Heureux l'homme de génie que le sort aura placé sur le trône dans un siècle comme le nôtre ! Les sots et les fripons, qui ne vivent que d'échafaudages, ne manqueront pas de lui dire que tout est perdu si l'on ne respecte pas leur échafaud pourri; mais il ne sera pas assez sot pour le croire. Il sentira que, malgré les déclamations de nos orateurs bilieux, nous valons mieux que nos pères n'ont jamais valu, et que nos neveux

vaudront mieux que nous. Il verra que l'Europe s'achemine sensiblement vers un état d'amélioration dont il serait impossible de pressentir ni les effets ni le terme, à moins que quelque catastrophe physique et subite ne nous remette dans notre état primitif et sauvage; et en voyant ce que son siècle attend de lui, il mettra sa gloire à hâter les progrès de cette heureuse révolution par son exemple et par son influence.
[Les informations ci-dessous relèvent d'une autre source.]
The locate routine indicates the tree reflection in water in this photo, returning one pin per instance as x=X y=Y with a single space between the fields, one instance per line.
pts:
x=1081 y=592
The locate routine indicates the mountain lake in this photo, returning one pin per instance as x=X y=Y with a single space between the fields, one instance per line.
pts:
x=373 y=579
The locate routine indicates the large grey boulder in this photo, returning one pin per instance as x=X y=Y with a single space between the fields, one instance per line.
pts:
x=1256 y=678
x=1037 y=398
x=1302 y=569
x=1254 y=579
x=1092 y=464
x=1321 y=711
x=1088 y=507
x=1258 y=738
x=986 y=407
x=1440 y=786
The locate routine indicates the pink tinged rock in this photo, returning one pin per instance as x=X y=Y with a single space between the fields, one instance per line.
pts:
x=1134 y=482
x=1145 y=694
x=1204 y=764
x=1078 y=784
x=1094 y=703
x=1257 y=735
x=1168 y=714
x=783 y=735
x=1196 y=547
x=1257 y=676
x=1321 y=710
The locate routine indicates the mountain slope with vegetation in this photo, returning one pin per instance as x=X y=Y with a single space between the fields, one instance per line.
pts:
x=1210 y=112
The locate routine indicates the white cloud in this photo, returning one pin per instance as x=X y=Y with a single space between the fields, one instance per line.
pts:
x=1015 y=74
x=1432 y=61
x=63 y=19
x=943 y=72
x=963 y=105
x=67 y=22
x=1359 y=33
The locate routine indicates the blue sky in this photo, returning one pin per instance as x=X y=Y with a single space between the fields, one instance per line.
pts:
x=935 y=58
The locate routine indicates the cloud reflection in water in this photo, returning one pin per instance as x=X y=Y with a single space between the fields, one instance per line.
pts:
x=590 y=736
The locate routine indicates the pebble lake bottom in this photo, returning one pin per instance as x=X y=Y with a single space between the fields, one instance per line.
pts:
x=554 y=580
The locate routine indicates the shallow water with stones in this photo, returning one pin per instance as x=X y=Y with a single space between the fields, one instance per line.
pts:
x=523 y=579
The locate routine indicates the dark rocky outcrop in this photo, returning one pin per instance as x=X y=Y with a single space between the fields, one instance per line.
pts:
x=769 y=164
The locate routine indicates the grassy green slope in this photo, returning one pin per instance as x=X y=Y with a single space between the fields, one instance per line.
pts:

Pour nous débarrasser pendant quelque temps de cette foule importune de laboureurs en chambre, ajoutons à la pacotille de leurs productions un Nouveau Mémoire qui paraît sur les distinctions qu'on peut accorder aux riches laboureurs, avec des moyens d'augmenter l'aisance et la population dans les campagnes. Item des Eléments de la philosophie rurale. Volume in-12, de plus de quatre cents pages, avec un beau tableau économique gravé dont les calculs promettent de la part des économistes beaucoup de profit aux propriétaires. Item le Bon Fermier, ou l'Ami des laboureurs, par l'auteur de la Bonne Fermière. Volume in-12 qui renferme des dialogues entre l'amateur et le fermier. Que le diable emporte tous ces bavards! Je fais plus de cas d'un vigoureux valet de fermier qui sait enfoncer le soc dans la charrue, et la conduire jusqu'au bout du champ, que de tous ces ennuyeux et ridicules laboureurs sur un tapis vert. Du moins, le valet du fermier sait tirer droit ses sillons, et il n'y a pas un seul sillon droit dans la tête d'aucun de ces tristes prédicateurs d'abondance, depuis le sublime Quesnay dit le Maître, ou l'Homme qui a paru, jusqu'au petit Baudeau dit le Prémontré. J'honore infiniment cet entrepreneur de vivres, ou meunier, ou boulanger de Corbeil, qui vient de trouver le secret de tirer d'une charge de blé quelconque un sixième de fine fleur de farine de plus qu'on n'avait coutume d'en tirer. Voilà l'homme utile, voilà le citoyen à récompenser. Il n'a cependant jamais assisté à aucun mardi de M. de Mirabeau, et il n'entend pas un seul mot au Tableau économique de François Quesnay. Cet homme s'appelle, je crois, Malicet. Je ne suis pas peu honteux de ne pas mieux savoir son nom et sa profession.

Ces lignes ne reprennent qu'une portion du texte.